Buying a home is harder than ever before. Young people are waiting longer and longer. What does that mean for our economy? Wage growth is being outpaced by housing costs, so where are we really? Oh by the way, cars and healthcare and other costs are expensive too! The data is skewed by Covid, so what is really going on? Are the next generation potential homebuyers really all that worse off or are they culturally different, with different values? And what is going on with DOGE—does government spending cuts hurt the economy? What are the states doing? What are the numbers, not the prognosticators, saying? Prognosticators talk about inflation so often, it may lead you to ask, “Is anything disinflationary (and is that good)?” Where are we at with the unemployment number and is that a reliable number? And learn why jobless claims, produced weekly, are a reliable indicator, as volatile as they are. And the ultimate question, maybe, is America OK?

Episode Transcription

 Welcome to the Expert Podcast.

Welcome today's podcast. I'm Karl Frank here with two special guests, and I hope, my hope is that Nate Merrill, who got stuck in traffic will be here in any minute, and Jeff, our third host, is still on vacation, enjoy your time off, Jeff. Hope you're having a great time wherever you are. Our guest today is Jack Janosiewicz from Natixis.
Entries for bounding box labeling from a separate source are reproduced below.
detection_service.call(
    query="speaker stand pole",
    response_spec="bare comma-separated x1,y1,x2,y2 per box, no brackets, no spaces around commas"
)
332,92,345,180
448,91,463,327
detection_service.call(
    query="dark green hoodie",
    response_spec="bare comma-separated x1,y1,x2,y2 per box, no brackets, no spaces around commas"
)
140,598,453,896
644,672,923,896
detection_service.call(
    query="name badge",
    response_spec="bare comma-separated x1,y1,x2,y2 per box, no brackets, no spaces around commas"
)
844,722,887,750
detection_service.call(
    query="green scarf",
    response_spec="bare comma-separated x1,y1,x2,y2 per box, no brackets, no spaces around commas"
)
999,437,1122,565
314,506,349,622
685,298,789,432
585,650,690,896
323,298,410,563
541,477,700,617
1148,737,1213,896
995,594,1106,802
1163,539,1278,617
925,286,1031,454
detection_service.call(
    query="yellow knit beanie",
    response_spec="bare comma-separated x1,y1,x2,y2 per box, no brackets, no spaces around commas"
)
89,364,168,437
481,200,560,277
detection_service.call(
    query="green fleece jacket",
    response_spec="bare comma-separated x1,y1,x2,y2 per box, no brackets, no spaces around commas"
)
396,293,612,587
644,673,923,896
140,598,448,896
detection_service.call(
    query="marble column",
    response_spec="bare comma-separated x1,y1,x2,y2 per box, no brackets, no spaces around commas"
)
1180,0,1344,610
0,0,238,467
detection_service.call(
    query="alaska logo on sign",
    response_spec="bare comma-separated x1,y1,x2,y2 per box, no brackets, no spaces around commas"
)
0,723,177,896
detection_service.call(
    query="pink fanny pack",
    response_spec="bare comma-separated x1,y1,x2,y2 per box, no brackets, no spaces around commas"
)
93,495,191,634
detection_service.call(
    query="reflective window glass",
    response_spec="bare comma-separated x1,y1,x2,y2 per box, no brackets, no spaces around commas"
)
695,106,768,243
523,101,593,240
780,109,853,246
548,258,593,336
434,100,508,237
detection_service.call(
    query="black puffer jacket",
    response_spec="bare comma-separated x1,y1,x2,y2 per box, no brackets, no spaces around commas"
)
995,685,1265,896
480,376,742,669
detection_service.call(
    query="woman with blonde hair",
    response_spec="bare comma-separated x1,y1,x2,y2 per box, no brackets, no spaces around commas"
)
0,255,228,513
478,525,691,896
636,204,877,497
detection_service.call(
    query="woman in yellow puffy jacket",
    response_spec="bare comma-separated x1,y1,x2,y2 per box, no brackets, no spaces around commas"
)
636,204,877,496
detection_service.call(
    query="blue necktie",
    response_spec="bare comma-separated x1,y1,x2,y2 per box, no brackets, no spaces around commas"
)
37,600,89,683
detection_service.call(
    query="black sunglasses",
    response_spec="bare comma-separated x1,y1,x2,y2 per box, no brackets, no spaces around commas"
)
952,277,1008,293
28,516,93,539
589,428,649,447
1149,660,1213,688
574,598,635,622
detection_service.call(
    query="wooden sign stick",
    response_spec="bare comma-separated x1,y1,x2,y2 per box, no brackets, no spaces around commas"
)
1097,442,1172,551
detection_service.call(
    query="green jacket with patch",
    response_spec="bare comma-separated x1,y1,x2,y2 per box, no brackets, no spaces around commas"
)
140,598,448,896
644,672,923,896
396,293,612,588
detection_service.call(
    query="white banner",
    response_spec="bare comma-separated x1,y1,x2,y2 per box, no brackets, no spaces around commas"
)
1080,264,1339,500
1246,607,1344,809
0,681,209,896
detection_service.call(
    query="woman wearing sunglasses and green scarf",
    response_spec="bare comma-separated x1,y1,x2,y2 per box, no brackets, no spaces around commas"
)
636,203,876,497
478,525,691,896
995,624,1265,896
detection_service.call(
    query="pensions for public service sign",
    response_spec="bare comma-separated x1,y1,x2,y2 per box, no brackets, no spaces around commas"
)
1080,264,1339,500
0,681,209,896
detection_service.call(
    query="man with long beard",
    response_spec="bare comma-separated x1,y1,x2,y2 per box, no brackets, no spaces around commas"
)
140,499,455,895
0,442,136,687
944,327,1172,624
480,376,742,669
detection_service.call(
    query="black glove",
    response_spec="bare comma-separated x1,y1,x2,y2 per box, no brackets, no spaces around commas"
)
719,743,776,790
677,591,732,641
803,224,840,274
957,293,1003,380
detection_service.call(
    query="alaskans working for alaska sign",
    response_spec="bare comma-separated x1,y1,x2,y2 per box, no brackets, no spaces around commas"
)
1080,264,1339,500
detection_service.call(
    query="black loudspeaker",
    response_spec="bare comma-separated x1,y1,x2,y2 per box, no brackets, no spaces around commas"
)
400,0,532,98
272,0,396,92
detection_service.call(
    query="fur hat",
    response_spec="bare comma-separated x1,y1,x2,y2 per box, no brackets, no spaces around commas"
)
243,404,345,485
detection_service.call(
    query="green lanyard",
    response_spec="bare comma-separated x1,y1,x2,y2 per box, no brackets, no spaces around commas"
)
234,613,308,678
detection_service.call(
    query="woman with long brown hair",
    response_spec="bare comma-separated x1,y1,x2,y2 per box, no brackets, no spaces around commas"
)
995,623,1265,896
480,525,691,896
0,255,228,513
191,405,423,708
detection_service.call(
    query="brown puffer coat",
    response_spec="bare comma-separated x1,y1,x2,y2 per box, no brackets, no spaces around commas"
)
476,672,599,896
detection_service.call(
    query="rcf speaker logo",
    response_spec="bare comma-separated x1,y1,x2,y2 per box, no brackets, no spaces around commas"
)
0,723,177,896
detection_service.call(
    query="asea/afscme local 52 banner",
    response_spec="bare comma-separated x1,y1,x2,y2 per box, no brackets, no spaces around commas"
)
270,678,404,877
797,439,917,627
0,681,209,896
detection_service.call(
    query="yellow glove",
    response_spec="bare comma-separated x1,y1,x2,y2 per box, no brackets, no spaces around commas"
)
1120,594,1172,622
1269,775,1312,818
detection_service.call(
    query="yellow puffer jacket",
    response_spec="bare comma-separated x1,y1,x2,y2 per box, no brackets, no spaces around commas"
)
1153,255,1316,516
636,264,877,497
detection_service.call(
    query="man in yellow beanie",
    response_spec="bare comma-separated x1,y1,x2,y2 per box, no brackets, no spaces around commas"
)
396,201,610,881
He's a portfolio manager and he has his own set of podcasts. He's a national speaker and and a money manager who is a very tactical manager. And so he's got a lot of timely advice about investments. And then my friend from Natixis, Mike Thelen, who is the gentleman who introduced the two of us.

So Mike, Jack, welcome to the Expert Network Team Podcast. I'll pick him up. Thanks for thanks for having us on. Yeah, thanks, Bob. It is so great to have you both. And and I know when Nate comes, he'll have the tough questions, so I'll just start with a really easy one, because, politics are always easy, right?

There's never any emotions, never any drama. It's always the same old story. Oh, no, wait, then we elected Trump and the whole world changed and it changed right away. Suddenly, maybe faster than any other time in our lifetime. So Jack, what do you make of that? And what does this mean for our clients and investors and people who have money in equity markets in particular?

What's going on? First of all, maybe it's worth caveating that I'm a strategist. So my role is to make money. So whether it's Republicans, Democrats, both split, however you want to call it. My job is to make money. So with that in mind, when we think about some of the stuff that's going on here, the there's certainly some big changes going through right now.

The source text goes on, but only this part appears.